Given golfers have to bend over at least 36 times anyway — between teeing up and getting their ball out of the cup — what’s one or two more squats to pick up a little doggie waste?

Having a dog along could even be helpful — at least for me. I generally need a search party to find where my ball landed. (Usually it can be found in the ruff.) Plus, I could blame all my bad shots on him.

I don’t play golf much because it can lead to me getting very frustrated. With a dog along, that might be less likely to happen, given dogs tend to both help us keep things in perspective and soothe us when we get ourselves frazzled.

gsgt 298I’m not sure Ace would be as good as Rufus is at riding in the cart — or whether the two of us can even fit in one — but I’m determined to give it a try. (Yes, we could walk, but to me driving the golf cart is far more fun than the actual game.)

Sometime in the next month or two, on an afternoon I’m not behind the bar, we’ll put a few bottles of water in a cooler, and perhaps a beer or two, pack up a bowl and some poop bags and hit the links. Rest assured, we’ll give you a full report.

And we’ll prove, maybe — or maybe not — that dogs and golf are made for each other, assuming the dogs can learn a few simple rules:

– Don’t pick up the golf ball, unless you’re improving my lie, or moving it closer to the pin.

– Be quiet, and courteous to other golfers.

– Stay with your group and, at least until they’ve hit the ball, behind them.

– Don’t pee or poop on the greens.

– And, of course, always tip the bartender.

(Do you golf with your dog? Know any dog-friendly golf courses? If so, please feel free to share your tips and experiences — good, bad and ugly — via a comment.)

Comments

Comment from Tina
Time September 20, 2013 at 7:12 pm

Love it! We attended a charity event at a local course around here, and I was sitting at a tee-box all day selling raffle tickets… with my trusty english mastiff puppy by my side. She had a great time meeting all the people, and only barked once (luckily we knew the golfer… and it’s a low-key tourney, so we offered to provide a mulligan for the shot).

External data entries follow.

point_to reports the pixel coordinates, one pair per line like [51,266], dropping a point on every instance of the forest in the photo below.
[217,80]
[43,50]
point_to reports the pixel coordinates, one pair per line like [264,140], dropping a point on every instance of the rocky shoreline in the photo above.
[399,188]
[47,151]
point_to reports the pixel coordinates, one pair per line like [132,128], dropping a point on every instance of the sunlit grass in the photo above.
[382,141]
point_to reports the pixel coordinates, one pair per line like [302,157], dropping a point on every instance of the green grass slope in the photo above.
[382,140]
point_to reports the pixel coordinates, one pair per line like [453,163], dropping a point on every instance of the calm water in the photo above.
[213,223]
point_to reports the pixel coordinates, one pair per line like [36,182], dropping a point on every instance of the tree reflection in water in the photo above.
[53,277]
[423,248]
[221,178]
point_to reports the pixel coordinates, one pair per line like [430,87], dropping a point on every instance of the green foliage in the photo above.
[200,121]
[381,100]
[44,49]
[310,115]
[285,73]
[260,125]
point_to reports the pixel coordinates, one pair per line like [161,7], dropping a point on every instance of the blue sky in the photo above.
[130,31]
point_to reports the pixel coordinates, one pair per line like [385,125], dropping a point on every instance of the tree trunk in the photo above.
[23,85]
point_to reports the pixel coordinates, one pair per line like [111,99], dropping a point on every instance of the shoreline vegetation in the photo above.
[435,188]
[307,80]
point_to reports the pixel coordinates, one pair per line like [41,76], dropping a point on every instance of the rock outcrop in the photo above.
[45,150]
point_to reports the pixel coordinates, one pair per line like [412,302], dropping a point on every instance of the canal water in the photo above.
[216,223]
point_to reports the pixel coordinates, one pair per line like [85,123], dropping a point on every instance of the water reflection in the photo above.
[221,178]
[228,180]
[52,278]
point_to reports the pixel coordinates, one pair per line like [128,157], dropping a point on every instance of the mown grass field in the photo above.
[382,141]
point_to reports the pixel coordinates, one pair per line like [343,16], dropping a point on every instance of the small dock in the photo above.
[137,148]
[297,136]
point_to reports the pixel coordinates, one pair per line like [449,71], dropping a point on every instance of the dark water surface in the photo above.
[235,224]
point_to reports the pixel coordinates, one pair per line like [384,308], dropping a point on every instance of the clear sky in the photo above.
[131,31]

This was her second annual tourney attendance – the first as a 6 month old puppy, the second as a 1.5yr puppy. She did well riding in the cart, too. If she can fit (all 135lbs of her), I’m sure Ace could, too! :)

Comment from kathryn
Time September 20, 2013 at 10:09 pm

That dog has dig-ni-ty. Caninefidence. Petassurance. Stature. I can’t do him justice, but it was fun trying.

Comment from amy
Time September 21, 2013 at 11:01 pm

dogs are more common on golf courses in europe, esp. the uk. st andrews in scotland allows dogs! its stupid american provincialism, uptightness, legal crap that keeps dogs off courses here. it is a great business model for someone with money though, high end golf courses that welcome dogs. [poor grammer bc of not working keys!]

Comment from kathryn
Time September 24, 2013 at 1:14 am

Rufus reminds me of James Earl Jones. Period. End of message.

Comment from smoketoomuch
Time October 10, 2013 at 9:38 am

Rufus is certainly one handsome and statuesque boxer. Nice photos John!